Last night's victory speech was familiar terrain for former Massachusetts governor Mitt Romney. Instead of asserting his conservative credentials or swiping at his Republican rivals, Romney focused his fire on Obama, with an extended attack on his leadership. "Mr. President, you were elected to lead, you chose to follow, and now it's time for you to get out of the way," Romney said.
This speech was his pivot to the general election-a generic message that can appeal to disgruntled voters and disaffected supporters of the president. And with his big, double-digit win in the Florida Republican primary, it makes sense to return to this terrain. Romney has regained the momentum he lost in South Carolina, and reestablished himself as the GOP's presumptive nominee for president.

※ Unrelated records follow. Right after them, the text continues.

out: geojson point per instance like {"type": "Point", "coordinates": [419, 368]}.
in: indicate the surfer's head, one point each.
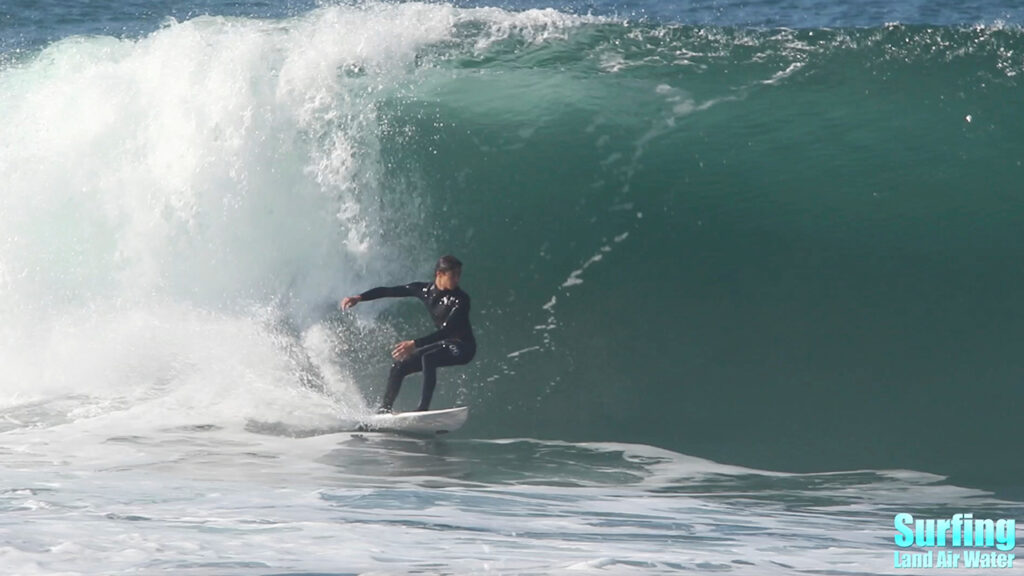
{"type": "Point", "coordinates": [448, 272]}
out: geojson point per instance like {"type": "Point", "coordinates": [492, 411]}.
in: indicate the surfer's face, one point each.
{"type": "Point", "coordinates": [448, 280]}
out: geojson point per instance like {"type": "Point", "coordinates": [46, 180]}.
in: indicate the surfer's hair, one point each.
{"type": "Point", "coordinates": [448, 262]}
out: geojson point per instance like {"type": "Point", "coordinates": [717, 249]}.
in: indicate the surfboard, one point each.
{"type": "Point", "coordinates": [426, 423]}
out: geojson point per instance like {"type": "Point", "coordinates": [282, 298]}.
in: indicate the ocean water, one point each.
{"type": "Point", "coordinates": [744, 275]}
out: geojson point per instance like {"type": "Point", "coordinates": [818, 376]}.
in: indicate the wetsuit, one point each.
{"type": "Point", "coordinates": [451, 344]}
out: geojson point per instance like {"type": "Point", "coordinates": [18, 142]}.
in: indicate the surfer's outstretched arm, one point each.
{"type": "Point", "coordinates": [413, 289]}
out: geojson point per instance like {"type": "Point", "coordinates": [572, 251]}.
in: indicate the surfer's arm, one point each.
{"type": "Point", "coordinates": [459, 317]}
{"type": "Point", "coordinates": [383, 292]}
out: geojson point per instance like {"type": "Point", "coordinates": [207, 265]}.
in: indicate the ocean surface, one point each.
{"type": "Point", "coordinates": [745, 275]}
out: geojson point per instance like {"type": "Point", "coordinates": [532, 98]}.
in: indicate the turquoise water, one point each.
{"type": "Point", "coordinates": [742, 274]}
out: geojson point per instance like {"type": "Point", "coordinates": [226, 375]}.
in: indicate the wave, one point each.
{"type": "Point", "coordinates": [690, 237]}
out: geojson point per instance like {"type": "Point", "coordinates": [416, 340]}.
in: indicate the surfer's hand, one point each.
{"type": "Point", "coordinates": [402, 350]}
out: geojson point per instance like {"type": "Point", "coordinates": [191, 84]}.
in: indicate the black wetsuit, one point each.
{"type": "Point", "coordinates": [453, 343]}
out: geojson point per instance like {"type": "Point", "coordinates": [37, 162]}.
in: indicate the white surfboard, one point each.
{"type": "Point", "coordinates": [429, 422]}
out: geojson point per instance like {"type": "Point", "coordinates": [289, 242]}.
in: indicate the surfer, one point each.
{"type": "Point", "coordinates": [451, 344]}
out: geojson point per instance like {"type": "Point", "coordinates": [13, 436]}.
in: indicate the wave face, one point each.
{"type": "Point", "coordinates": [791, 249]}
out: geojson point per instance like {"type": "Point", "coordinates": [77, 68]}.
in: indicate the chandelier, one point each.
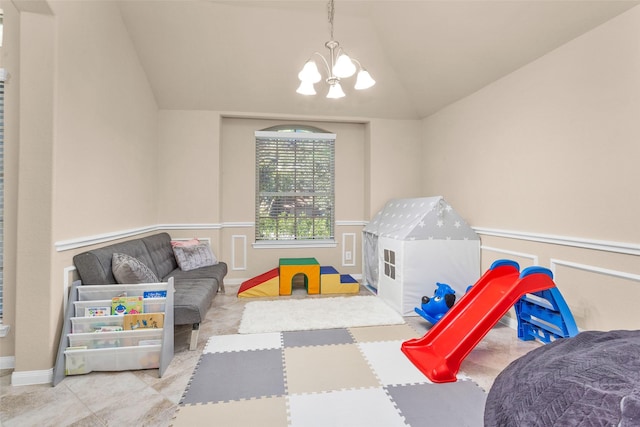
{"type": "Point", "coordinates": [338, 66]}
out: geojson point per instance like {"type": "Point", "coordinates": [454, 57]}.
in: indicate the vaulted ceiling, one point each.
{"type": "Point", "coordinates": [244, 56]}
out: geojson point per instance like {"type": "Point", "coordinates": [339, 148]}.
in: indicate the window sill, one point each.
{"type": "Point", "coordinates": [294, 244]}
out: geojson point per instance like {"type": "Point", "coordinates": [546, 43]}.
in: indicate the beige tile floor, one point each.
{"type": "Point", "coordinates": [140, 398]}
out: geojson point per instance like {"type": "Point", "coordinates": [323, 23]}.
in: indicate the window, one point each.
{"type": "Point", "coordinates": [1, 188]}
{"type": "Point", "coordinates": [390, 263]}
{"type": "Point", "coordinates": [2, 78]}
{"type": "Point", "coordinates": [294, 184]}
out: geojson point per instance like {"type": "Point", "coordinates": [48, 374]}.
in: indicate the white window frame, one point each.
{"type": "Point", "coordinates": [305, 137]}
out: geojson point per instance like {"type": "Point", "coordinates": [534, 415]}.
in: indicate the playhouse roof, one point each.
{"type": "Point", "coordinates": [426, 218]}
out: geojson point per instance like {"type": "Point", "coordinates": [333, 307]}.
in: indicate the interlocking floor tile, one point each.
{"type": "Point", "coordinates": [450, 404]}
{"type": "Point", "coordinates": [384, 333]}
{"type": "Point", "coordinates": [347, 408]}
{"type": "Point", "coordinates": [236, 375]}
{"type": "Point", "coordinates": [267, 412]}
{"type": "Point", "coordinates": [239, 342]}
{"type": "Point", "coordinates": [323, 368]}
{"type": "Point", "coordinates": [316, 337]}
{"type": "Point", "coordinates": [390, 364]}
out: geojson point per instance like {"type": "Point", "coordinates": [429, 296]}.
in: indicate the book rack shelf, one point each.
{"type": "Point", "coordinates": [91, 342]}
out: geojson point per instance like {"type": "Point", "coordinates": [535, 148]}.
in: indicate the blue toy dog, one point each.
{"type": "Point", "coordinates": [434, 308]}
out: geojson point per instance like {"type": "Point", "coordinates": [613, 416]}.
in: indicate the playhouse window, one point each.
{"type": "Point", "coordinates": [390, 263]}
{"type": "Point", "coordinates": [294, 185]}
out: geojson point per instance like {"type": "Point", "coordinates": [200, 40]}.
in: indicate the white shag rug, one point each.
{"type": "Point", "coordinates": [316, 313]}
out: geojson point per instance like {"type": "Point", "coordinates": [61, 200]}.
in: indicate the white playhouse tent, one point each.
{"type": "Point", "coordinates": [413, 243]}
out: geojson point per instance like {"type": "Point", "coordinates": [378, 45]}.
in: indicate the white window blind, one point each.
{"type": "Point", "coordinates": [1, 193]}
{"type": "Point", "coordinates": [294, 186]}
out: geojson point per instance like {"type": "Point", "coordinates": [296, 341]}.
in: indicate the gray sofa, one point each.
{"type": "Point", "coordinates": [194, 289]}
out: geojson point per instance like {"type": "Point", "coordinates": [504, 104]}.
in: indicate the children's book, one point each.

The problem for Romney is that this should have happened much sooner. The conventional wisdom surrounding presidential primaries-at least, since 2008-is that competitive contests make for a better general election candidate. Barack Obama, to use the most prominent example, emerged from his hard-fought primary with Hillary Clinton with the skills necessary to triumph in the fall.
During his speech, Romney took a similar position, presenting this primary as one that will strengthen and unite the Republican Party. "As this primary unfolds, our opponents in the other party have been watching," Romney said. "They like to comfort themselves with the thought that a competitive campaign will leave us divided and weak. But I've got some news for them: A competitive primary does not divide us; it prepares us. And when we gather here in Tampa seven months from now for our convention, ours will be a united party with a winning ticket for America!"
But the GOP contest hasn't actually been competitive-from last year to now, Mitt Romney has been the frontrunner, even as Rick Santorum won in Iowa, and Newt Gingrich in South Carolina.
If anything, this has been a divisive primary, with the candidates savaging Romney in attempts to harm his standing with Republican voters. Jon Huntsman attacked Romney as a "well-oiled weathervane," whose views are the product of political expediency. Rick Perry took Romney's tenure at Bain Capital to paint him as a "vulture capitalist," who makes money off of the misery of ordinary workers.
Newt Gingrich, Romney's closest competitor, has alternatively denounced the former Massachusetts governor as a "tool of Wall Street," a "liberal Republican," and a relentlessly negative candidate. "He has a basic policy of carpet bombing his opponents," Gingrich told Fox News Sunday, "He doesn't try to build up Mitt Romney, he just tries to tear down whoever he's running against."
Put another way, Barack Obama nominated his bitter rival, Hillary Clinton, to be Secretary of State after he won the presidency. Can anyone imagine the same from Mitt Romney if he wins the White House?
And all of this is to say nothing of Romney's self-inflicted wounds, made in the course of fending off attacks. Taken together, the Republican primaries have left the public with an unflattering portrait of the former governor. In the most recent poll from ABC News and The Washington Post, 49 percent of Americans view Romney unfavorably, a 15 percent increase from two weeks ago. For many voters, their first impression of Romney is of a plutocrat who views corporations as people, defrauds the public of tax dollars with offshore accounts, and plunders companies for the sake of profit (while firing workers for the pleasure of it).
With a national organization and a huge warchest, there's little doubt that Mitt Romney will win the next set of presidential primaries in Februrary, and continue his path to the nomination. But first impressions are everything in politics, and Romney hasn't done well. What's more, as long as Gingrich can stay in the race, the attacks are likely to continue.
If he isn't careful, Romney could end up like that other Massachusetts presidential candidate-John Kerry-who couldn't escape his first impressions.